Search code examples
dagster

Is it possible to generate jobs in Dagster dynamically using configuration from database


Currently, my database has multi departments. I need to apply a data pipeline to all of these departments with different configurations.

I want to load configurations for each department from a database. Then use these configuration to generate a list of Jobs in Dagster.

For example, I have 3 tenants:

Department1: Configuration1

Department2: Configuration2

Department3: Configuration3

These information is stored in my database.

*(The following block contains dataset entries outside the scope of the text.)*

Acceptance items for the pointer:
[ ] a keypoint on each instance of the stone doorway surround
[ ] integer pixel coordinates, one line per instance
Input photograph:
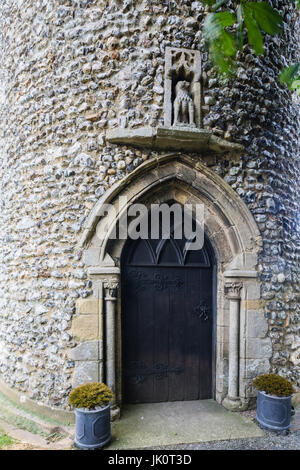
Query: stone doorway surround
(242, 349)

How can I load these information and dynamically create 3 jobs (pipelines):

Pipeline1 for Department1 with Configuration1

Pipeline2 for Department2 with Configuration2

Pipeline3 for Department3 with Configuration3

Is it possible to do it on Dagster? I can do it with Airflow (dynamically generating DAGs) but not sure how to do this in Dagster. I cannot load database configuration outside of op/job in Dagster.


Solution

  • In Dagster, your @repository function is just a regular function, so you can run arbitrary code in there to query your database and generate jobs dynamically:

    @repository
    def my_repo():
        configs = # some query to your database
        jobs = []
        for config in configs:
             jobs.append(get_job_for_my_config(config))
        return jobs
    

    If you expect that the database call might be somewhat expensive in terms of time, you can look into making your repository lazy-loaded, which the Dagster RepositoryDefinition docs detail how to do.